According to most sources, there have been no documented cases of a single case of HIV being contracted through tattooing. Still, though, we’re told that getting tattoos is risky because there’s a chance of getting this particular disease. Why?
HIV is a very misunderstood illness, even in 2017. When it comes to HIV and tattoos the messages are pretty mixed. Can people with HIV get tattoos? Is there are risk to a tattoo artist in inking someone who’s HIV positive? Does a tattoo heal different on someone with HIV? We looked into all of these questions, and more, to fill you in on everything you need to know about tattoos and HIV.
Communication Is Key
If you’re HIV positive and looking to get a tattoo, it’s important that you’re transparent with your chosen artist about your disease. Some shops or artists might have policies against tattooing people with blood borne illnesses or autoimmune diseases, but it’s not legal for them to do so. If you run into this issue with a particular shop or artist, don’t get discouraged. File a report against them, and find a different artist, because there are lots out there who have no issue inking someone with HIV.

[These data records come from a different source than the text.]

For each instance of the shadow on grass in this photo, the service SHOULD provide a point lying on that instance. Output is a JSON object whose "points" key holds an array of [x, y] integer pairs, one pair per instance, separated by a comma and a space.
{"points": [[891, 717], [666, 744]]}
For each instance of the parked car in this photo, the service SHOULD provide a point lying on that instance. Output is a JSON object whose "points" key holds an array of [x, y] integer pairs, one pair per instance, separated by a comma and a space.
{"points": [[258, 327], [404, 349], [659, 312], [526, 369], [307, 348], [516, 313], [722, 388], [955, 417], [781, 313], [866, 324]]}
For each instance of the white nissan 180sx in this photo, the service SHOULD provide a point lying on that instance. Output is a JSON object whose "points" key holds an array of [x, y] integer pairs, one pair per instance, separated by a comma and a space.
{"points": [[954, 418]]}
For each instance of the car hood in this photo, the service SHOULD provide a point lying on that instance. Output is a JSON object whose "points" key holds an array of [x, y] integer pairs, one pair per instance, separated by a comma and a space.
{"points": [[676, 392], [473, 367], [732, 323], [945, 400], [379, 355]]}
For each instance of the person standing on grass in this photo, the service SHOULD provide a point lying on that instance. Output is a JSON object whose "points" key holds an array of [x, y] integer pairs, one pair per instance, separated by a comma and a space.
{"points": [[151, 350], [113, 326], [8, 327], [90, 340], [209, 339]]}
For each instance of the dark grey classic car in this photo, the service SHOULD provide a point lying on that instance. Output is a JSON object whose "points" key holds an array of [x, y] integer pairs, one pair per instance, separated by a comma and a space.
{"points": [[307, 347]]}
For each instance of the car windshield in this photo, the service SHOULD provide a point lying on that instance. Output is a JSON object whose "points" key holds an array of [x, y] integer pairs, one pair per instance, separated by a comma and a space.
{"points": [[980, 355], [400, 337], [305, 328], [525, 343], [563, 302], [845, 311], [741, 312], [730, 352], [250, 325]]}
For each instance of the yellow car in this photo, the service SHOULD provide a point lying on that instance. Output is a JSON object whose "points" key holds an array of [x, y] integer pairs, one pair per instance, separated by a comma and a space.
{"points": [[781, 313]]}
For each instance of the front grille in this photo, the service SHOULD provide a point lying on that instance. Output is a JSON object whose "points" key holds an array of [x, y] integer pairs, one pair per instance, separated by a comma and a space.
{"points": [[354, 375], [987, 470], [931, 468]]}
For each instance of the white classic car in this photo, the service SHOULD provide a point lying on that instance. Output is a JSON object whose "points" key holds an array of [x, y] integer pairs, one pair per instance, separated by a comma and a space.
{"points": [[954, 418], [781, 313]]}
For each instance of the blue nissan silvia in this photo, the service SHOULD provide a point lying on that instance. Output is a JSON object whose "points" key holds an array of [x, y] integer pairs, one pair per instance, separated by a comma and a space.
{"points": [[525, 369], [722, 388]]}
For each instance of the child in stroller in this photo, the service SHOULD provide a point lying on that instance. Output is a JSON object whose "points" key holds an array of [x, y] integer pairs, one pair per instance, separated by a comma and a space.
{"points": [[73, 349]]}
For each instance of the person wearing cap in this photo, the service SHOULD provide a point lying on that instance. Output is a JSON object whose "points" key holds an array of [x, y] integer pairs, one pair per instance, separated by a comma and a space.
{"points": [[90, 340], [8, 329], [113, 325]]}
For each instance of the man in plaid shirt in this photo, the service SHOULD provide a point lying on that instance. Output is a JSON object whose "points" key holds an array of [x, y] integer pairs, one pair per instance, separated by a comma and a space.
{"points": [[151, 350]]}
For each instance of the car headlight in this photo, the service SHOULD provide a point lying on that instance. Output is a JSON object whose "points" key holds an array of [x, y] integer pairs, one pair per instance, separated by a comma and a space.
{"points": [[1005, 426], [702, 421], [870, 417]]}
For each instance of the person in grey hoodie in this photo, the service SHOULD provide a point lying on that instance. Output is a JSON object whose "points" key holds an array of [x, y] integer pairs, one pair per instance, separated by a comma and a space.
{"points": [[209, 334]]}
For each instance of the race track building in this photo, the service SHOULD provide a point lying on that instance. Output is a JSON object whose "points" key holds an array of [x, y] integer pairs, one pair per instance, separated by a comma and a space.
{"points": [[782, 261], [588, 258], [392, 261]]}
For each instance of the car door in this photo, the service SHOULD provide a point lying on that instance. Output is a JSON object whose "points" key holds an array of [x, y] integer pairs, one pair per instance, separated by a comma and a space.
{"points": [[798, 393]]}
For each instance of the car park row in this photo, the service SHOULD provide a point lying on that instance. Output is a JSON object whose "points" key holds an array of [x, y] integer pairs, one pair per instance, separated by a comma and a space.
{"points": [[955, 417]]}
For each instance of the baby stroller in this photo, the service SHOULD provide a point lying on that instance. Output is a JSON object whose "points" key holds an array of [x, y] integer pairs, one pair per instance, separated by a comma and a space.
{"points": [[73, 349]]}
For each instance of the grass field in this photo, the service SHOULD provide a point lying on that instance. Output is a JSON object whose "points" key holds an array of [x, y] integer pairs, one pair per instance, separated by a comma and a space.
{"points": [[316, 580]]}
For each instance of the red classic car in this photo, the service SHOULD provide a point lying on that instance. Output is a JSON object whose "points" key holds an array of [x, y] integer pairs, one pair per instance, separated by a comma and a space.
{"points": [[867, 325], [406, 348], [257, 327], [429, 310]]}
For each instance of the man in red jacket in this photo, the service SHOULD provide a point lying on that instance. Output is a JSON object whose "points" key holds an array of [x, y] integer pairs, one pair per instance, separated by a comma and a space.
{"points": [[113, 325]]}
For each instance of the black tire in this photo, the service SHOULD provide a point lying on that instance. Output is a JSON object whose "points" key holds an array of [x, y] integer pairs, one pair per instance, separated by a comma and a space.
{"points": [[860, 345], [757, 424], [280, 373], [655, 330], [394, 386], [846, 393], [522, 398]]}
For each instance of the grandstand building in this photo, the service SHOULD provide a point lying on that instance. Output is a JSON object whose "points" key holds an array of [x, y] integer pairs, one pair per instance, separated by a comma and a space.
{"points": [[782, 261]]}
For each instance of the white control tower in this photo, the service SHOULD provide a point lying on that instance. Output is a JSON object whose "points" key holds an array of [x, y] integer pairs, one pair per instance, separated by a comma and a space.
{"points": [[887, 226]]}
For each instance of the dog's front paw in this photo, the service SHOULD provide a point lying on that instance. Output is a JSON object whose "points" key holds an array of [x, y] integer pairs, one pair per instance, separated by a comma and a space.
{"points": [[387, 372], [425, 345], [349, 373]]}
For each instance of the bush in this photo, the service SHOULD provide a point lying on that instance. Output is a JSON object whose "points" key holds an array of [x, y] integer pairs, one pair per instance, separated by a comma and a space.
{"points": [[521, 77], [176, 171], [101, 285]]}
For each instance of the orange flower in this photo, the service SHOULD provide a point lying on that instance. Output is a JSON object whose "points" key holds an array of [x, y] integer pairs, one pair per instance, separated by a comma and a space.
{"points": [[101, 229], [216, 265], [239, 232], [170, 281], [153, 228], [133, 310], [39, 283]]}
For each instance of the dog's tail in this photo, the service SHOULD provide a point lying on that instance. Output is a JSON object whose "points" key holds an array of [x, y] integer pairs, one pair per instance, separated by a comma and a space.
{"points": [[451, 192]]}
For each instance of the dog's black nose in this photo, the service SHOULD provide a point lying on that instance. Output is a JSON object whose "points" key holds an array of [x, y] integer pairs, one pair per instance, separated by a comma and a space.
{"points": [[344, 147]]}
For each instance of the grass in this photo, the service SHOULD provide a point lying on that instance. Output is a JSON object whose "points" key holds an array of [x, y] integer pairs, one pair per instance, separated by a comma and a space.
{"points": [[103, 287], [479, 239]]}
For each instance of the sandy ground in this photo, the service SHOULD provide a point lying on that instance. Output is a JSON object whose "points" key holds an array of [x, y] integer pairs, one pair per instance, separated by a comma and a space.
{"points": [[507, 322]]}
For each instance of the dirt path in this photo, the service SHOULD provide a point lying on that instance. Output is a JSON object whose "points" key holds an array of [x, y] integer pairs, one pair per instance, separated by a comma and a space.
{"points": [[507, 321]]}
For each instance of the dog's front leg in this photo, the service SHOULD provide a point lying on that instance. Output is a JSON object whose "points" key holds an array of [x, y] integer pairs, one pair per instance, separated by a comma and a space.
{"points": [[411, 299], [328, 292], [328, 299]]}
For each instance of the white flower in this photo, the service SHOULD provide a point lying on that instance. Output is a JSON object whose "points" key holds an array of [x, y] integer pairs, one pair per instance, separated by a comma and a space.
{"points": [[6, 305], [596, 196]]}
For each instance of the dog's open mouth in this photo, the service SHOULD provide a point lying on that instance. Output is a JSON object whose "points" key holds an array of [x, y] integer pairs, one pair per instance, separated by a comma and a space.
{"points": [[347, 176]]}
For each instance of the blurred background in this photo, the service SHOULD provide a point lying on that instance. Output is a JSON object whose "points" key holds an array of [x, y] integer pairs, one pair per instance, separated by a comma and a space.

There’s a level of trust between the client and artist, so you need to let your artist know if you have any kind of illness, especially ones that are transmitted through blood. Sure, your artist won’t directly be handling your blood, but the bodily fluid will be present, so to keep everyone on the same page, make sure your artist knows your situation. They might even be certified in working with bloodborne pathogens so they can give you the best possible aftercare advice – but you won’t know that if you don’t inform them.
Are There Any Risks For The Artists?
Photo: Damask Tattoo
Tattoo artists, don’t let stigma fool you. There is almost zero risk for a tattoo artist in getting HIV from inking a client who’s HIV positive, especially when following proper hygiene and safety procedures. Licenced artists and parlors should already be using sterilization steps for all equipment and using new or single-use ink pots with each customer. The artist should also be wearing single-use gloves during the tattoo process, so there’s zero direct contact with the client’s blood.
There’s also a certification available for tattoo artists called the bloodborne pathogen certificate, and its offered by places like the Red Cross. These programs will teach tattoo artists how to minimize their person risk of exposure, as well proper ways to prevent any kind of contamination of equipment or ink. This course can also teach artists more about the virus itself, like the fact that it starts to die as soon it comes into contact with air.
Healing Tattoos When You Have HIV
If your CD4 count, which is basically a cellular measurement of your body’s ability to fight off infection, is low then there could be an increased risk of infection while your tattoo is healing. Most people with HIV get these levels checked pretty regularly, so they’d have an idea of when their immune system is back up and running to workable capacity. This would be the best time to to get some new ink done. Beyond that, there should be no real difference in the tattoo healing process for someone who has HIV.
No matter what you may have heard, it’s not super easy to contract or transmit HIV. Unless a tattoo artist or parlor is completely foregoing any and all sterilization and cleaning procedures, and reusing needles on clients, there’s no real risk of getting HIV through tattooing. This has everything to do with finding licensed artists and parlors, and making sure they’re reputable before you book.